Über dem skandinavischen Raum sorgt ein starker Kaltluftausbruch dagegen für
kräftigen Luftdruckanstieg, sodass sich dort ein umfangreiches Hoch etablieren
kann mit über 1030 hPa. An dessen Rand fließt in den Nordosten mit
ageostrophischer östlicher Strömung Kaltluft ein (T850 um 0 Grad). Dazu gesellen
sich im Nordosten einige flache Quellwolken (bis 850 hPa).
Der Gradient zwischen Rinne und Hoch verschärft sich im Tagesverlauf, an der
Küste sind an auflandigen, exponierten Abschnitten starker Böen aus Ost möglich,
tagsüber reicht es für Bft 7 noch nicht.

Abends greift die Rinne auf Belgien und Ostfrankreich über und davor feuchtere
und labilere Luft auf den äußersten Westen und Südwesten Deutschlands. Für
konvektive Umlagerungen reicht es nicht, da die Labilität stark gedeckelt
bleibt. Trotz des nicht ungetrübten Sonnenscheines steht am Rhein der erste
Sommertag an mit Höchsttemperaturen von gut 25°C. An der Ostsee ist es bei
gerade mal 10°C und böigem Ostwind dagegen alles andere als frühlingshaft.

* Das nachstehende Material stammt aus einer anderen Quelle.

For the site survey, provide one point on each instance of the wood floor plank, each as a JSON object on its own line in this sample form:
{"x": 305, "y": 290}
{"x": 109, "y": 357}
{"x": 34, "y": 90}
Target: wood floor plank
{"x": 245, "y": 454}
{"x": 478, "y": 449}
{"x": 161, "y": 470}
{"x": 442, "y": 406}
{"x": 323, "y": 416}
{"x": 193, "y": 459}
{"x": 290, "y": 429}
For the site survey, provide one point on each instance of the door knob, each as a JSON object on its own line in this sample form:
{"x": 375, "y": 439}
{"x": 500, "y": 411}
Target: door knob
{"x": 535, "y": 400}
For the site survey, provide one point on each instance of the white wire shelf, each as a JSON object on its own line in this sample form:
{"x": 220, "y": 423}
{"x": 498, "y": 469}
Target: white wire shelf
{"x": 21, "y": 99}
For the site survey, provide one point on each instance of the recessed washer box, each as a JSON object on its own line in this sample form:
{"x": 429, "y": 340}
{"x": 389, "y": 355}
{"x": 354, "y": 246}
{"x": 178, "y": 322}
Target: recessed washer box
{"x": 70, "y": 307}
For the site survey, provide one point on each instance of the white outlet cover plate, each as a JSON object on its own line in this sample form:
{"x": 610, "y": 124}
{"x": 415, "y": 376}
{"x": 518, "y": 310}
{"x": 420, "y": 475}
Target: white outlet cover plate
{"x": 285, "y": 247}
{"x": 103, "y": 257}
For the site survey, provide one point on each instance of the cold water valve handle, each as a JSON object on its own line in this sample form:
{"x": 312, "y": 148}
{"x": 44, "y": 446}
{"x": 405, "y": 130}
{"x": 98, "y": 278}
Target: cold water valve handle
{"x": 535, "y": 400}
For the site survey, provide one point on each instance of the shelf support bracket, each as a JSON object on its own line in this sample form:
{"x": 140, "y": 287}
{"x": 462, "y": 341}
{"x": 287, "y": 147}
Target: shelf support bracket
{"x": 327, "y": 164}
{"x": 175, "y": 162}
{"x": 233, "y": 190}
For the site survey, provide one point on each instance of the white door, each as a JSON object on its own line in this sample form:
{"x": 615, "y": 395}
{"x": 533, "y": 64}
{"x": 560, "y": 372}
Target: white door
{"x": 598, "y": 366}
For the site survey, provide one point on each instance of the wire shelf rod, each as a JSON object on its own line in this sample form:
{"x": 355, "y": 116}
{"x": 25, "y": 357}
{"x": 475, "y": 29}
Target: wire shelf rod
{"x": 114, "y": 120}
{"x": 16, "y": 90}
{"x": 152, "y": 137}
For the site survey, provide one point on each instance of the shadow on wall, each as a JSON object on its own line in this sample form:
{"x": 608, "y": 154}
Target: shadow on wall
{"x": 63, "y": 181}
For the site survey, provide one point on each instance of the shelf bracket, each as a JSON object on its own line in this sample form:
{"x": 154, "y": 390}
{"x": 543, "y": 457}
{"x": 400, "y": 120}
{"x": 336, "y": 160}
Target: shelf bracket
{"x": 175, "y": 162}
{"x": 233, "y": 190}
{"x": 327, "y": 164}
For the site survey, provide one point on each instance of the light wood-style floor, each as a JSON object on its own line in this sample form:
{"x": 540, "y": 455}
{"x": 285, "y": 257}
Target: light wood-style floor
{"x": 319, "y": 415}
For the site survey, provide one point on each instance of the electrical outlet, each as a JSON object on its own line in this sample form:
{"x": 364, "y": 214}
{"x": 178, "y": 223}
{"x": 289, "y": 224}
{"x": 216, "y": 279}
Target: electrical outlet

In der Nacht zum Freitag schwenkt die Keilachse nach Norddeutschland und zu den
zentralen Mittelgebirgen. Über Benelux und dem äußersten Westen des Landes
stellt sich somit eine diffluente südwestliche Höhenströmung ein.
Das Bodenhoch über Skandinavien kann sich aufgrund des Kaltluftvorstoßes vor
allem über Schweden und der südlichen Ostsee weiter verstärken, während auf den
Westen und Südwesten die Tiefdruckrinne samt eingelagerten Frontensystem
übergreift und sich morgens in etwa vom Westmünsterland bis ins Allgäu
erstreckt. Dadurch verschärft sich der Druckgradient an der Südflanke des Hochs
über dem Norden und Nordosten des Landes deutlich und der Ost- bis Südostwind
wird warnrelevant. An den Küsten und im angrenzenden Binnenland gibt es steife,
an Abschnitten mit auflandigem Wind stürmische Böen (Bft 7 bis 8), über der
offenen Nordsee und auf den nordfriesischen Inseln eventuell auch Sturmböen (Bft
9).
In die auf den Westen und Südwesten übergreifende Rinne wird nun zunehmend
feuchte und nach wie vor potenziell instabile Luft eingesteuert. Die PPW-Werte
steigen dort bis in die Frühstunden auf über 20 mm, dazu können vor allem nach
Westen/Nordwesten zu auch 100 bis gut 200 J/kg MU-Cape generiert werden. Vor
allem auf den Westen (Niederrhein, Münsterland bis ins südwestliche
Niedersachsen und nach Ostwestfalen) und auf den Südwesten (weite Teile BaWüs)
greifen im Laufe der zweiten Nachthälfte mit Annäherung des Frontensystems bzw.
der Kaltfront Schauer und Gewitter über. Die hochreichend relativ markante
Scherung lässt einen gewissen Organisationsgrad zu. Die Gewitter sind von der
Grundschicht abgekoppelt ("elevated"), so dass sich die Begleiterscheinungen in
Grenzen halten sollten. Maximal sind kleinräumige Starkregenereignisse zu
erwarten, wenn überhaupt. Meistes sollten "gelbe" Gewitterwarnungen ausreichen.
Im Rest des Landes verläuft die Nacht dagegen wettertechnisch ruhig. Vor allem
im Osten und Nordosten bleibt es auch aufgelockert bis gering bewölkt. Dort wird
es nochmals recht frisch mit Tiefstwerten örtlich unter 5 Grad, Bodenfrost
sollte wegen des frischen Windes nicht mehr auftreten. Im Westen werden dagegen
örtlich nur zweistellige Tiefstwerte erreicht.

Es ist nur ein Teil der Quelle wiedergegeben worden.